Author: Karthik Nakkeeran
This project is a hands-on study of IBM's Adversarial Robustness Toolbox (ART) — an open-source library for securing machine learning models against adversarial threats.
The goal is to understand:
- What ART does and how it works in practice.
- How adversarial attacks can exploit standard ML models deployed in critical domains like financial fraud detection.
- How adversarial training (ART's primary defense mechanism) makes models resilient to these attacks.
- Whether the robustness trade-offs are acceptable for real-world deployment.
model_security_study/
├── README.md
├── requirements.txt
├── code/
│ ├── Fraud_Security_Demo.ipynb # Demo with synthetic data
│ ├── Kaggle_Fraud_Security_Demo.ipynb # Demo with real Kaggle dataset
│ └── fraud_detection_demo.py # Standalone Python script
└── data/
└── bank_transactions_data_2.csv # Kaggle bank transactions dataset
Uses 5,000 programmatically generated bank check transactions with 5 features:
- Amount, Account Age, Bounced Checks, Distance, Signature Match
The top 20% riskiest transactions (based on a composite risk equation) are labeled as fraud. This controlled environment lets us isolate and clearly demonstrate the attack/defense mechanics without noisy real-world data.
Uses a real Kaggle bank transactions dataset (bank_transactions_data_2.csv, 2,512 samples, 16 columns). Since the dataset has no explicit fraud label, a heuristic risk score is derived from numeric features and the top 20% are flagged as fraud. This notebook includes:
- Full EDA on all features (distributions, correlations, category breakdowns).
- The same attack/defense pipeline applied to messier, real-world data.
Both notebooks use the same neural network — FraudNet:
FraudNet (PyTorch MLP)
├── Linear(input_features → 32) + ReLU
├── Linear(32 → 16) + ReLU
└── Linear(16 → 2) [binary classification output]
- Input: Scaled numeric features (StandardScaler applied).
- Output: 2-class softmax (Legitimate vs Fraudulent).
- Optimizer: Adam (lr=0.01)
- Loss: CrossEntropyLoss
- Training: Mini-batch (batch_size=64), 25 epochs for standard model.
Type: White-box evasion attack (the attacker has access to model gradients).
How it works:
- Compute the gradient of the loss function with respect to the input features.
- Perturb each input feature by a small amount (
eps) in the direction that maximizes the loss. - The result: inputs that look nearly identical to the original data but cause the model to misclassify.
Configuration used: eps = 0.35 (Fraud_Security_Demo) and multiple epsilon values [0.1, 0.25, 0.35, 0.5] (Kaggle notebook adversarial training).
Why FGSM? It's fast, well-understood, and represents the minimum sophistication an attacker needs. If a model can't withstand FGSM, it certainly can't survive more advanced attacks (PGD, C&W, etc.).

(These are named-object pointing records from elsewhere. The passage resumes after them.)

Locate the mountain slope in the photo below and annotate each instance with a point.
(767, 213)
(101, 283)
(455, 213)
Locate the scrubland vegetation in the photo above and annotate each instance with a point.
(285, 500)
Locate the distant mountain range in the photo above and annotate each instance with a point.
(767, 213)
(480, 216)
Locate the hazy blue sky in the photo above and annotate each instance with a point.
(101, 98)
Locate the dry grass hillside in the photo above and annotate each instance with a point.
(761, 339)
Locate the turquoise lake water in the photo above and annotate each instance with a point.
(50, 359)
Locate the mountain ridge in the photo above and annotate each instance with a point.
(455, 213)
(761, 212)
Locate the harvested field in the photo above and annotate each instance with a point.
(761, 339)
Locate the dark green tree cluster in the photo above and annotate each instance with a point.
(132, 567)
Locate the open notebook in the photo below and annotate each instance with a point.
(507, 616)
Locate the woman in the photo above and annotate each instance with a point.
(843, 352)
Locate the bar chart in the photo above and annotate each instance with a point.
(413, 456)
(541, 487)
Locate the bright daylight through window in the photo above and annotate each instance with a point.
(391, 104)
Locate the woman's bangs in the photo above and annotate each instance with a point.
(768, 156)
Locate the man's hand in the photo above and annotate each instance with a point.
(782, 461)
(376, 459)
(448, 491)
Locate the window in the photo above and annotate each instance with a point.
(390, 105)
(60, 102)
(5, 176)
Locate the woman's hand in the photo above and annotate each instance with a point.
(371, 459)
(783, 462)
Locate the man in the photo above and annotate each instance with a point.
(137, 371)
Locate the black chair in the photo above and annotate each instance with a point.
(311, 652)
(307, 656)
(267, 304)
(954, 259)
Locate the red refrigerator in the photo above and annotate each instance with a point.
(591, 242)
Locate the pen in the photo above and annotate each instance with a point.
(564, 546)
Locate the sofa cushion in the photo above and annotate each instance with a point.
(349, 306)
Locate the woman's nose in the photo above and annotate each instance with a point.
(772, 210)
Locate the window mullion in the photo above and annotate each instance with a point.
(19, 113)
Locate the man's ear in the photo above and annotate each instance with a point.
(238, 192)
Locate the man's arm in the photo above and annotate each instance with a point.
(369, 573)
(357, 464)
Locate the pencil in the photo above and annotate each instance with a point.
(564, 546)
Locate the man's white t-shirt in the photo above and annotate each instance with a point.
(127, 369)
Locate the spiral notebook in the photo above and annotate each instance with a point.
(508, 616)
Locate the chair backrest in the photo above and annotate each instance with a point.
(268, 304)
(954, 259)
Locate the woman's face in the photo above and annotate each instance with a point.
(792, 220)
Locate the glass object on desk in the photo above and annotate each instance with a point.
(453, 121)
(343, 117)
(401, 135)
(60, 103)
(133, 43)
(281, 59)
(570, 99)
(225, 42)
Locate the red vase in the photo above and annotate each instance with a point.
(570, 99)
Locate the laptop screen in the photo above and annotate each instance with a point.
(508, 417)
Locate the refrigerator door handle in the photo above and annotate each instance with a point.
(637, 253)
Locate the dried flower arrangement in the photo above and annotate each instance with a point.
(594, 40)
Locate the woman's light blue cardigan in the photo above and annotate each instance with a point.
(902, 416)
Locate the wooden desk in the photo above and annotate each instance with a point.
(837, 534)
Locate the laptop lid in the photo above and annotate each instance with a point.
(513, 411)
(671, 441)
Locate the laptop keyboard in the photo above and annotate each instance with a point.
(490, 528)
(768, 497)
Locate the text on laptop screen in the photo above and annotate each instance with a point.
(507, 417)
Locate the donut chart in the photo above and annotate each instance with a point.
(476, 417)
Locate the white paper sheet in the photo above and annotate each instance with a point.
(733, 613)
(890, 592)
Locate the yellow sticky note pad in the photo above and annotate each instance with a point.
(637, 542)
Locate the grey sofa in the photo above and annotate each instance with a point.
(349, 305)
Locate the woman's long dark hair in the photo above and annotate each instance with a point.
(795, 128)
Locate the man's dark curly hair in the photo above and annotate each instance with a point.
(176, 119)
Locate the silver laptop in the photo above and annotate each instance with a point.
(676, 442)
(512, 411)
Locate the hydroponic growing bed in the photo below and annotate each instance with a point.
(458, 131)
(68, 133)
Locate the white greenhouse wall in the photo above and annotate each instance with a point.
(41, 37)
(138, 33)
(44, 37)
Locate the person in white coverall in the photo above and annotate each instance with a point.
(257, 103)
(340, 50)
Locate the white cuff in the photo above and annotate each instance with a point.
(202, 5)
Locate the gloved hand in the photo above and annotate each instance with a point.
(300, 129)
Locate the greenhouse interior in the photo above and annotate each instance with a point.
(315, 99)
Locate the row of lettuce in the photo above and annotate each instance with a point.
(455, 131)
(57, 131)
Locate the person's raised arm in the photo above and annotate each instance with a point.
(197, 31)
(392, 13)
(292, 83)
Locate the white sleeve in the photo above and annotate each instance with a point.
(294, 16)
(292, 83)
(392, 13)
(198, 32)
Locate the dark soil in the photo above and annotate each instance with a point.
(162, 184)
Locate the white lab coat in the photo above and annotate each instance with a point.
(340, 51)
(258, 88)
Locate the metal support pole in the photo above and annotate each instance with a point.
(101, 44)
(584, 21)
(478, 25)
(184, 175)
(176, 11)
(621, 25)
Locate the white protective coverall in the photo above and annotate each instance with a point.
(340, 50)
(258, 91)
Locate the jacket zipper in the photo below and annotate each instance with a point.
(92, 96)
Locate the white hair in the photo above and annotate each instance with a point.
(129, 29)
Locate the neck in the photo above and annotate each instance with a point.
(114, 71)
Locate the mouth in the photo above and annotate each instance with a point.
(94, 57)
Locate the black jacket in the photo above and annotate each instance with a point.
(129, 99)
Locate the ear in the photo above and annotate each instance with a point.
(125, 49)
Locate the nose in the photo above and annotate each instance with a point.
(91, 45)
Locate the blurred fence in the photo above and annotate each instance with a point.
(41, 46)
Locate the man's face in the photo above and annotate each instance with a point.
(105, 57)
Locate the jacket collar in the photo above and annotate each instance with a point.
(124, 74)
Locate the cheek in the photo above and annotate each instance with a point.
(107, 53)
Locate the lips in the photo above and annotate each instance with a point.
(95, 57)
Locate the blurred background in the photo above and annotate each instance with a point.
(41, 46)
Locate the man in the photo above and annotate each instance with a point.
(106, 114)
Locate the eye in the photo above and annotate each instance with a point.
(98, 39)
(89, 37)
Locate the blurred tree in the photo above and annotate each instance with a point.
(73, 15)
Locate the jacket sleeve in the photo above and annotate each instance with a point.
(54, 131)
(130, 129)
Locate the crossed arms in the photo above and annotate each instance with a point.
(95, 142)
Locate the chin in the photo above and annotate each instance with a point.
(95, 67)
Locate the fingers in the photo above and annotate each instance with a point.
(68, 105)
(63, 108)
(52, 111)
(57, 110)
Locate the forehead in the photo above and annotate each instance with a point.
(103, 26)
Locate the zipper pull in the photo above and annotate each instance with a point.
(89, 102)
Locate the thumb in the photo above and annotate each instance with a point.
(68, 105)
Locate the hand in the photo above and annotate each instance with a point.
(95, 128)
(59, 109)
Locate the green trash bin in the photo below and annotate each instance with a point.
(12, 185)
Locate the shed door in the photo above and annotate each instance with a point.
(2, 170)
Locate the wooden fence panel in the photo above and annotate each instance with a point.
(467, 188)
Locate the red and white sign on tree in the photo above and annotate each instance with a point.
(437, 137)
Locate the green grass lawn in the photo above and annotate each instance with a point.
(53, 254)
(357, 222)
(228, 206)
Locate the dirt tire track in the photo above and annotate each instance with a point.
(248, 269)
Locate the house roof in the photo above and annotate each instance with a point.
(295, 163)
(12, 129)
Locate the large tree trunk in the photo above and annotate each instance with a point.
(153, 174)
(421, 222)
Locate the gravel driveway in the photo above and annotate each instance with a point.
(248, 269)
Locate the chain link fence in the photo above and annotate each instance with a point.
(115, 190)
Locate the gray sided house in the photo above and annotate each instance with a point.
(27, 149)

- Trained only on clean, historical data.
- Learns the steepest path to high accuracy on normal inputs.
- Creates rigid, brittle decision boundaries with exploitable blind spots.
- Result: Achieves ~98% accuracy on clean data but collapses to ~15-20% under FGSM attack.
- Trained on both clean data AND adversarial examples generated during training.
- The training loop iteratively:
- Wraps the model in ART's
PyTorchClassifier. - Generates FGSM adversarial examples against the model's current state.
- Combines clean + adversarial data and retrains.
- Repeats for multiple rounds (3-5 rounds with varying epsilon strengths).
- Wraps the model in ART's
- Forces the model to smooth out decision boundaries and eliminate blind spots.
- Result: Maintains ~85-92% accuracy even under the same FGSM attack, while conceding only ~1-2% on clean data.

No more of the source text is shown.